Rutgers Athletic Director Tim Pernetti & ex-coach Mike Rice both fired. |
Athletic Director Tim Pernetti is the latest Rutgers official to lose his job in the wake of revelations of abusive behavior by the men’s basketball coach, two sources close to Pernetti said Friday morning.
A news conference was scheduled for 1 p.m. It was unclear whether Pernetti was fired or had resigned.
When Pernetti learned of the abuse allegation four months ago, he suspended the coach, Mike Rice, but allowed him to keep his job despite video evidence that he berated players at practice, threw basketballs at them, kicked them and taunted them with vulgar language, including homophobic slurs.
Rice was fired Wednesday was from his job, which paid roughly $700,000 a year, and he received a $100,000 bonus for completing the season, as stipulated in his contract.
Jimmy Martelli, an assistant coach under Rice, resigned Thursday. John B. Wolf, the university’s general counsel, has also resigned, said a source with knowledge of the matter who was not authorized to speak publicly. University officials declined to comment.
Rutgers made an unconventional choice for an athletic director when it selected Pernetti, a television executive who had extensive experience presenting college games on national broadcasts but had never run a college program or coached a major team.
With the business of college sports becoming more crucial to a university’s prominence and its bottom line — the choice of Pernetti initially seemed to pay off. Sports at Rutgers were on the rise, and in November the university received a coveted invitation to join the Big Ten, an athletic conference that guaranteed vast exposure and huge television revenue.

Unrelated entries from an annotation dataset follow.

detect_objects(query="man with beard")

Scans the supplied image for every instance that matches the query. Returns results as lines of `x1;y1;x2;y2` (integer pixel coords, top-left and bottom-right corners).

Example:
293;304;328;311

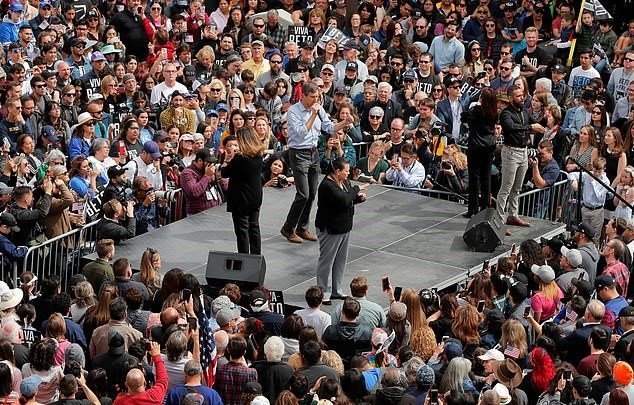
429;20;464;69
497;86;545;235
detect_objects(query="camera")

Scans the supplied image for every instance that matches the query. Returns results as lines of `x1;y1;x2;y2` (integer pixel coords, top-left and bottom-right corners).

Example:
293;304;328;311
277;175;288;188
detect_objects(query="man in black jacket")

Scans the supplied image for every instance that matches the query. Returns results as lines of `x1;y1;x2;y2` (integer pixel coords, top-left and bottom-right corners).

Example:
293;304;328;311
497;86;545;235
110;0;149;60
321;297;372;367
11;183;53;246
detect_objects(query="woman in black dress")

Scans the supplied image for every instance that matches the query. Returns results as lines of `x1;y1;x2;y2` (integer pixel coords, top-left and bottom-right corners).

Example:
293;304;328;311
220;127;264;255
461;88;498;218
315;157;368;304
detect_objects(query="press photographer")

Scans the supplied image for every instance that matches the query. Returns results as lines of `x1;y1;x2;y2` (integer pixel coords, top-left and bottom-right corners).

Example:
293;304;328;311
132;176;168;236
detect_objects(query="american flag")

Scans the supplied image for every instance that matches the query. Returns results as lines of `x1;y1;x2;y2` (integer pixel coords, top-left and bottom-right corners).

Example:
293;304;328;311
504;345;521;359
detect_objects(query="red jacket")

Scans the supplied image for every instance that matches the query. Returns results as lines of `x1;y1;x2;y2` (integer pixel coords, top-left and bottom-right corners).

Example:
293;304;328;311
114;354;167;405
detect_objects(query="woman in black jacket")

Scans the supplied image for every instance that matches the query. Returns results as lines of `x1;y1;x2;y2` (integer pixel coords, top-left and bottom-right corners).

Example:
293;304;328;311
315;157;369;304
221;127;264;255
461;88;498;218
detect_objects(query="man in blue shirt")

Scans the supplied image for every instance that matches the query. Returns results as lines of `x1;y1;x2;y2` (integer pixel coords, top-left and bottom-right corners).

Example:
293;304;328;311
280;82;352;243
529;140;559;218
165;360;222;405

But Pernetti became a lightning rod this week, with public anger intensifying over his handling of the case.
In a statement Wednesday Pernetti said that he regretted how the initial disciplining of Rice was handled.

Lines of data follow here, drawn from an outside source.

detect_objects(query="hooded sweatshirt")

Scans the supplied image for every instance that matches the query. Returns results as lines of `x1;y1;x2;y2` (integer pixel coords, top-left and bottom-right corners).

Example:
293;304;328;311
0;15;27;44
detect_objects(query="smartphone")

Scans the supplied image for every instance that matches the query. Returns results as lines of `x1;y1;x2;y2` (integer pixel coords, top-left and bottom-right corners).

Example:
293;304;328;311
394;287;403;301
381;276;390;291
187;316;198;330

“I thought it was in the best interest of everyone to rehabilitate, but I was wrong,” Pernetti said. “Moving forward, I will work to regain the trust of the Rutgers community.”
That was not good enough for state officials in Trenton who said they would hold hearings into how Pernetti and other Rutgers officials responded to initial reports of the abuse, after a video was provided to Pernetti by a former team assistant, Eric Murdock. Stephen M. Sweeney, a Democrat and the president of the State Senate, said officials should “strongly consider” firing Pernetti.
Sheila Y. Oliver, a Democrat and the speaker of the State Assembly, said, “I want to know what role everybody took in the whole fiasco.”
Gov. Chris Christie, a Republican, said he supported Rice’s dismissal, adding, “The way these young men were treated by the head coach was completely unacceptable and violates the trust those parents put in Rutgers University.”